Author: Pedro J. de la Peña
Title: We Need a New Generation of ’98
Year: 2012
Country: Spain
Pedro J. de la Peña is one of those vestiges of the past (that’s my polite way of saying “weird old farts”) who believe the tired old canard of how Spain entered into a tragic period of decline at the end of the glorious XVIIth century and has been declining since then. He’s also into the whole song and dance about the “red hordes” that burned churches and provoked the long-suffering Franco into taking in hand the horrible Second Republic.
Peña is a professor of literature in Spain, by the way. In case you were wondering why I always say that it’s useless to try to go study literature in Spain.

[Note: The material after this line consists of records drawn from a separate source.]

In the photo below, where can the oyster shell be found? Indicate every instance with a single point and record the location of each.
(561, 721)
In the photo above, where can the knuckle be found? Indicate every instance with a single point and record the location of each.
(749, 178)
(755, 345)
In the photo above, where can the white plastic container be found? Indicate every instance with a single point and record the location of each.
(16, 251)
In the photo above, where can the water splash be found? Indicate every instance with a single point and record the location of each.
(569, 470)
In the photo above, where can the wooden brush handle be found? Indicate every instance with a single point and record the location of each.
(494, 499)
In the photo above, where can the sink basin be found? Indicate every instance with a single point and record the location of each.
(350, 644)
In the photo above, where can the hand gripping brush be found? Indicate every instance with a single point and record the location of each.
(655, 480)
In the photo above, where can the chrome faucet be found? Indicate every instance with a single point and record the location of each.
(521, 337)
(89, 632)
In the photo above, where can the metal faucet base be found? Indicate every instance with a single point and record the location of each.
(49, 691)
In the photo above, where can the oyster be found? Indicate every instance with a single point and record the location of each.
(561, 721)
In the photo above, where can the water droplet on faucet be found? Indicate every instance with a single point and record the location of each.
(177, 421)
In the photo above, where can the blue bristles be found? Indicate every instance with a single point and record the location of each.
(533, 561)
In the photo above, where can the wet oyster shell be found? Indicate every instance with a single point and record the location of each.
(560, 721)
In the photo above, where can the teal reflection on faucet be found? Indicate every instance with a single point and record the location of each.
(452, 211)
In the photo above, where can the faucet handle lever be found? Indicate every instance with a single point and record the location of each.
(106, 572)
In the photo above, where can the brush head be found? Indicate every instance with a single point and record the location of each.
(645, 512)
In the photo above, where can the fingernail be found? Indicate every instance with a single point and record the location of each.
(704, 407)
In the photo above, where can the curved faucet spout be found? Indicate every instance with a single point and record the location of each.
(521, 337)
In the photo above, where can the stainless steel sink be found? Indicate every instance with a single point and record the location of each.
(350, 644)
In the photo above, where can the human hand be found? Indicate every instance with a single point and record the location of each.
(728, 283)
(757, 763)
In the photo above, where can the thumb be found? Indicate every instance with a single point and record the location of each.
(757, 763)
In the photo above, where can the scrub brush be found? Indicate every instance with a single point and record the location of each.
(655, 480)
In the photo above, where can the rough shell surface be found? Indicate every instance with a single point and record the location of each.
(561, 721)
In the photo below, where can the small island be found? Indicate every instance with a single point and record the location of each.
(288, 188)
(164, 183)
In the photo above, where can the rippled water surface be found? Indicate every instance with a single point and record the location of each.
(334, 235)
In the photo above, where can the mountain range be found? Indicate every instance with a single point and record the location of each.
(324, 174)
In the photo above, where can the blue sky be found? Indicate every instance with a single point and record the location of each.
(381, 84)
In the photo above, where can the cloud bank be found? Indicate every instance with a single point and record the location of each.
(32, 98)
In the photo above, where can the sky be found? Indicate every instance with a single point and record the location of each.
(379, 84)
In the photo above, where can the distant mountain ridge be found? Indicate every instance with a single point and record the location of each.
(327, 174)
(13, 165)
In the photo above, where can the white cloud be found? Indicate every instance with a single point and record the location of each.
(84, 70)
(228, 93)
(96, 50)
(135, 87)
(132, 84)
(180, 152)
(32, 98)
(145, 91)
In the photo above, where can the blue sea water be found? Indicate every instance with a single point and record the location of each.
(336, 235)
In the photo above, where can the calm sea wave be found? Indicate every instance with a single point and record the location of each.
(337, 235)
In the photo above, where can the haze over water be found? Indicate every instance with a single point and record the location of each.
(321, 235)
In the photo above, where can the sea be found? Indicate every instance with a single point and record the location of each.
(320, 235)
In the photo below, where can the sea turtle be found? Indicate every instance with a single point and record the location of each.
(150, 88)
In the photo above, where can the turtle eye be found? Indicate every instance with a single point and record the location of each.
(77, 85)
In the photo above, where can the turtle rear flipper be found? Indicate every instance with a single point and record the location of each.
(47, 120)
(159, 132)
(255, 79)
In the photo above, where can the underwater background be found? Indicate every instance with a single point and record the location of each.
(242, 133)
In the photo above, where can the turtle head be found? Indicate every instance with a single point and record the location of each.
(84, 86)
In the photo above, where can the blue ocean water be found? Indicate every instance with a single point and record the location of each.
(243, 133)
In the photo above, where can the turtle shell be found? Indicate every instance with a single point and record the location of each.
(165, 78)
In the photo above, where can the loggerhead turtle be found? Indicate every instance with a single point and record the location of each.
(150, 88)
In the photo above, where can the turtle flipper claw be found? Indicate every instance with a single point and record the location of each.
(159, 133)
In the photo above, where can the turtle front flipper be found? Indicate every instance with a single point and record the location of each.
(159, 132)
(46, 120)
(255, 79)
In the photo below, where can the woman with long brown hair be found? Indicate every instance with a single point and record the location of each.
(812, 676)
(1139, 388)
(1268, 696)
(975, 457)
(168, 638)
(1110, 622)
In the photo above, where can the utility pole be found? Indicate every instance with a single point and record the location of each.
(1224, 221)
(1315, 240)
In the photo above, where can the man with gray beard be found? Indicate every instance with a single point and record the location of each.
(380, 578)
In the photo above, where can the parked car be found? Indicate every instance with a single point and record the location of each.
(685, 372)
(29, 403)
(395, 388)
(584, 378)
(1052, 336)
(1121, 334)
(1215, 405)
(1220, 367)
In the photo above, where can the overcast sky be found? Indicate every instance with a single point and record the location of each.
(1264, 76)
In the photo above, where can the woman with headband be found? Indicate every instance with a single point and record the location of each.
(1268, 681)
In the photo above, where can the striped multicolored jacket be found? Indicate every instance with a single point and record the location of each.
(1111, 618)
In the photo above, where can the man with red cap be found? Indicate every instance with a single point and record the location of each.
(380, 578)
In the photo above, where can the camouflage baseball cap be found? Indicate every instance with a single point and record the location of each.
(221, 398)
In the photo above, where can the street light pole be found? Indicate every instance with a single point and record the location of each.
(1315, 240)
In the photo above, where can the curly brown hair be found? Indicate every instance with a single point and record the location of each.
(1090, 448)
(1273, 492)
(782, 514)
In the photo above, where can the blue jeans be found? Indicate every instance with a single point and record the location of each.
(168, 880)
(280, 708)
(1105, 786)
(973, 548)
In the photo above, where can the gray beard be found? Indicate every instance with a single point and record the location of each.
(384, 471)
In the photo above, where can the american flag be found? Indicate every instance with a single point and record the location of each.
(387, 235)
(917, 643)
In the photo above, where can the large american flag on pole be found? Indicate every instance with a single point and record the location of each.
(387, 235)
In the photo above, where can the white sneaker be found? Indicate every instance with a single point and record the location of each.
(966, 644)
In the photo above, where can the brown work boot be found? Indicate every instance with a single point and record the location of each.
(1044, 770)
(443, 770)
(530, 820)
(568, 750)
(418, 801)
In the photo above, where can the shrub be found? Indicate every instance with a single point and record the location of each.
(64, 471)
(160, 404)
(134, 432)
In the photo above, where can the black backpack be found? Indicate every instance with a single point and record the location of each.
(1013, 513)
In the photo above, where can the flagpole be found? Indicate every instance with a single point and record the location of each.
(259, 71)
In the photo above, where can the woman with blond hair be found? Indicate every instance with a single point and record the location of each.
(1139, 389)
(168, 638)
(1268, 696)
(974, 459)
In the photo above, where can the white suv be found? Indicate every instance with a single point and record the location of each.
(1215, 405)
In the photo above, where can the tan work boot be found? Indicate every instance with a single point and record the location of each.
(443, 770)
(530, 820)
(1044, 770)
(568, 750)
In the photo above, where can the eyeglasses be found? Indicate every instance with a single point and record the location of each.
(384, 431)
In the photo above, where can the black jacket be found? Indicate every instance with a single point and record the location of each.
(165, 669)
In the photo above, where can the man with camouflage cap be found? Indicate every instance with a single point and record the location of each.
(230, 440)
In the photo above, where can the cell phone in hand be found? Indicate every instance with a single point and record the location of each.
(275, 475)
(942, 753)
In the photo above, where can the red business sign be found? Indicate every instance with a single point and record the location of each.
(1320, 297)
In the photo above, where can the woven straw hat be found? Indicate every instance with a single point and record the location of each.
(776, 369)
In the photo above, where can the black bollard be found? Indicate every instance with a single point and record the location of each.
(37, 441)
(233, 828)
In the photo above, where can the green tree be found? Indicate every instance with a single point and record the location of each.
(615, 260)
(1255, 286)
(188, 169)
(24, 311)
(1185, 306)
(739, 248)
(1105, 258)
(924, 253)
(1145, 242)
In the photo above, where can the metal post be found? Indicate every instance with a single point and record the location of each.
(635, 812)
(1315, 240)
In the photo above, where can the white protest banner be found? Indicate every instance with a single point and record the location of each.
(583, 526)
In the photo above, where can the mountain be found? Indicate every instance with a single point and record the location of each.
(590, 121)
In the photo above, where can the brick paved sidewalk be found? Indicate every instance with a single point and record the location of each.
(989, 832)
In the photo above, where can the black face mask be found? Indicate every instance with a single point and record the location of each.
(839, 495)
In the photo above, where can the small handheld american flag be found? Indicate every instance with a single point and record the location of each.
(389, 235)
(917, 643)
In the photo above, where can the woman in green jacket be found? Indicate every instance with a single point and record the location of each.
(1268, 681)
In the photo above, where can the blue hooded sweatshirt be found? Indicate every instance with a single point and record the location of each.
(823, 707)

Mind you, even somebody who’s your ideological opposite can offer useful insights. For instance, Peña points out that ties and business suits still serve as markers of social class but in the opposite way to how they were used in the past. Today, people who go to work dressed any way they like are the privileged ones. And ties are reserved for low-paid bank tellers. This is very true. N.’s first crappy internships required a suit and a tie. And his current well-paid full-time job gives him the right to wear whatever he likes. This is a result of our efforts to fake that we live in classless societies.
Yes, it’s not much of an insight but since I have to read this kind of thing for work, I have to squeeze every ounce of reasonableness from it.